From: Jeff Garzik (jgarzik@pobox.com)
Date: Tue May 27 2003 - 01:10:59 EST


Linus Torvalds wrote:
On Mon, 26 May 2003, Jeff Garzik wrote:

Correct, but precisely by saying that, you're missing something.


You're missing _my_ point.


The SCSI midlayer provides infrastructure I need -- which is not specific to SCSI at all.


If it isn't specific to SCSI, then it sure as hell shouldn't BE THERE!

My point is that it's _wrong_ to make non-SCSI drivers use the SCSI layer, because that shows that something is misdesigned.

And I bet there isn't all that much left that really helps.

You adding more "pseudo-SCSI" crap just _makes_things_worse. It does not advance anything, it regresses.


As you see from Alan's message and others, it isn't pseudo-SCSI.

Besides what he mentioned, there is Serial Attached SCSI (SAS), where a host controller can simultaneously support SAS disks and SATA disks. So it's either an IDE driver that does SCSI, or a SCSI driver that does IDE, or a driver that's in both IDE and SCSI subsystems, or... ? Having fun yet? :)

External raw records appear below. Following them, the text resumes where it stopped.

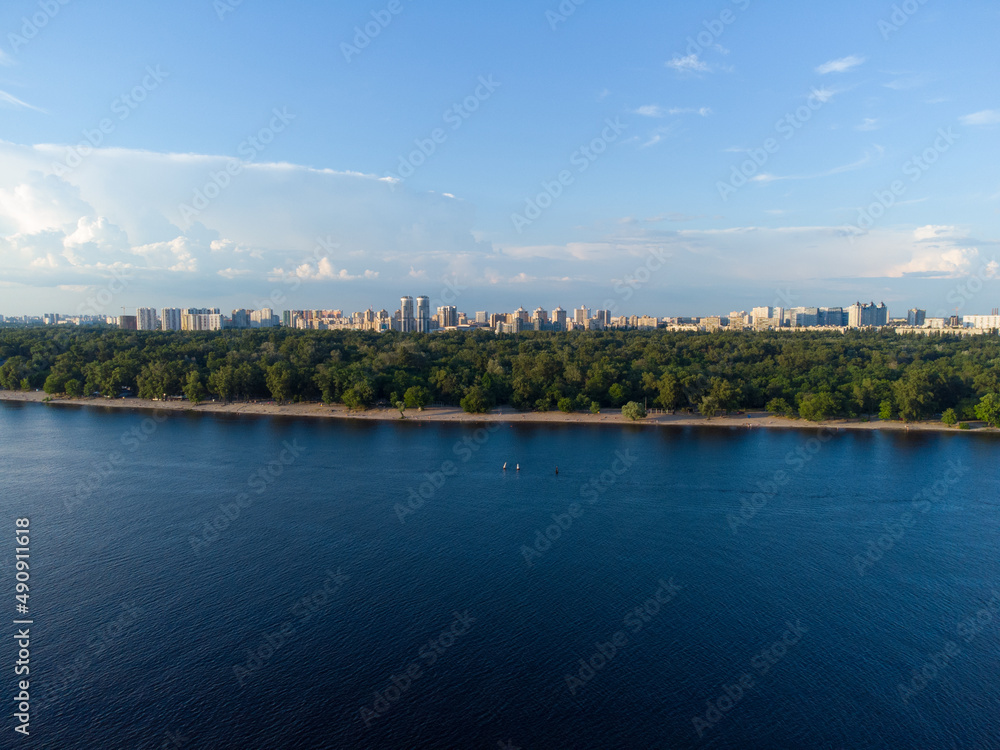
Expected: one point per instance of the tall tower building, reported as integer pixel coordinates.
(423, 314)
(407, 323)
(147, 318)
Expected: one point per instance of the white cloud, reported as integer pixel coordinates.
(689, 64)
(703, 111)
(986, 117)
(841, 65)
(121, 209)
(13, 101)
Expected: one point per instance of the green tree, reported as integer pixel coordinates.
(617, 394)
(988, 409)
(709, 406)
(417, 397)
(476, 400)
(886, 410)
(279, 381)
(817, 406)
(633, 410)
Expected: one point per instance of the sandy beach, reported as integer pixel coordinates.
(748, 420)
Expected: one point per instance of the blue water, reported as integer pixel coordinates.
(141, 613)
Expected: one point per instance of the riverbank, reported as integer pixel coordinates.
(454, 414)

On 27 May 2003, Alan Cox wrote:
I actually think thats a positive thing. It means 2.5 drivers/scsi is
now very close to being the "native queueing driver" with some
additional default plugins for doing scsi scanning, scsi error recovery and a few other scsi bits.

Hey, that may well be the way to go, in which case the core stuff should
be renamed and moved off somewhere else. Leaving drivers/scsi with just the actual low-level SCSI drivers.

For all these reasons, I continue to maintain that starting out as a SCSI driver, and then evolving, is the best route. The non-SCSI parts leave drivers/scsi, as they should. The SCSI parts stay. The SCSI mid-layer gets smaller. All the while, the driver continues to work. Everybody wins.

Starting out as a native block driver and _then_ adding SCSI support and native queueing and jazz does not sound even remotely like a good path to follow.